Europe’s main bourses followed Asia and Wall Street higher. In early trade the FTSEuroFirst 300 index of leading
European shares was up 0.5 percent at a fresh seven year high of 1,511 points, and Britain’s FTSE 100 rose 0.3 percent to 6,921 points, its highest since January 2000.
“The tone between Greece and other European partners (is) less harsh but an agreement is still far from being reached.
We still expect an agreement will be reached before the end of February, but we also see room for volatility until that time,”
BNP Paribas said on Wednesday.
France’s CAC 40 share index and Germany’s DAX both rose 0.4 percent, while Greek stocks clawed back some of this week’s losses to trade 3 percent higher.

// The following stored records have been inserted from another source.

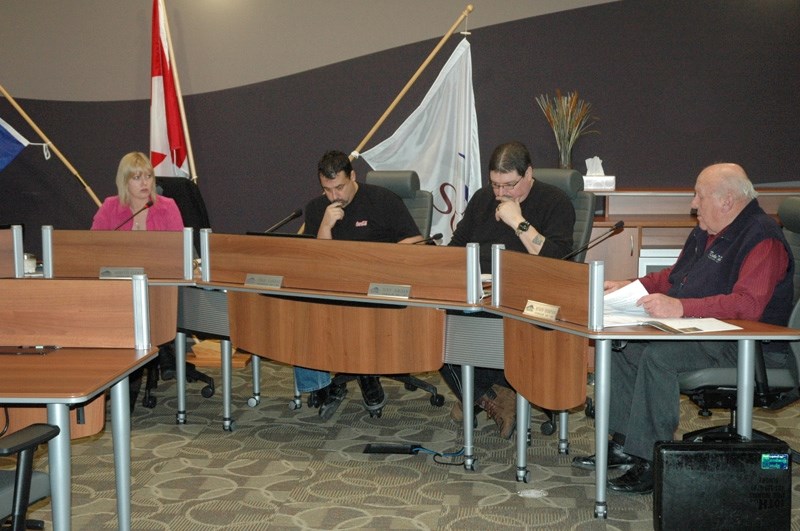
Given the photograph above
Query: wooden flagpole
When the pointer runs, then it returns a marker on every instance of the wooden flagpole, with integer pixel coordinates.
(50, 145)
(411, 81)
(174, 69)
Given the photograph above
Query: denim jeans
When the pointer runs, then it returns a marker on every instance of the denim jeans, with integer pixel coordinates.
(308, 380)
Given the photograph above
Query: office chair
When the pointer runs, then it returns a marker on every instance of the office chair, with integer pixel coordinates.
(24, 485)
(187, 197)
(405, 183)
(774, 388)
(571, 183)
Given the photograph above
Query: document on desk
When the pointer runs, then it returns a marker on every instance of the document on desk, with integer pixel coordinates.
(620, 309)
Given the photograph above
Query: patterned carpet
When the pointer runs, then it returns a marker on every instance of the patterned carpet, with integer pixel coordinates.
(284, 469)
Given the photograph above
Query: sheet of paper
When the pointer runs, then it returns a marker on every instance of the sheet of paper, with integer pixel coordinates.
(624, 300)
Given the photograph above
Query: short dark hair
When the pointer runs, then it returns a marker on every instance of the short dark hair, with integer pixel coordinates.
(511, 156)
(332, 162)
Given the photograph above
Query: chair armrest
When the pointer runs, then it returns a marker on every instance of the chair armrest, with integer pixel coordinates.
(28, 437)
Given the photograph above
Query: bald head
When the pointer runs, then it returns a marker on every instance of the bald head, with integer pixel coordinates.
(721, 193)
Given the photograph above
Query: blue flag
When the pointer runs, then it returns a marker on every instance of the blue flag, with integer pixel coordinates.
(11, 143)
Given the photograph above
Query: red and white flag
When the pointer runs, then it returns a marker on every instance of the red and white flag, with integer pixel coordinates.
(168, 152)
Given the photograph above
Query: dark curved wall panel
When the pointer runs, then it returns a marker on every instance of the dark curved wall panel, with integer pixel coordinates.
(676, 85)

European financials were among the biggest gainers, up 1.7 percent.
Earlier in Asia, MSCI’s broadest index of Asia Pacific shares outside Japan rose 0.2 percent. The region’s outstanding performers included Indonesian stocks, which hit a record high a day after the country’s central bank cut interest rates just three months after hiking them.
Japan’s Nikkei rose 0.9 percent to its highest since July 2007.
There was little reaction to the Bank of Japan’s well anticipated decision to stand pat on monetary policy and maintain its massive stimulus.
U.S. shares are called to open slightly higher, building on Tuesday’s gains that pushed the S&P 500 to another record high.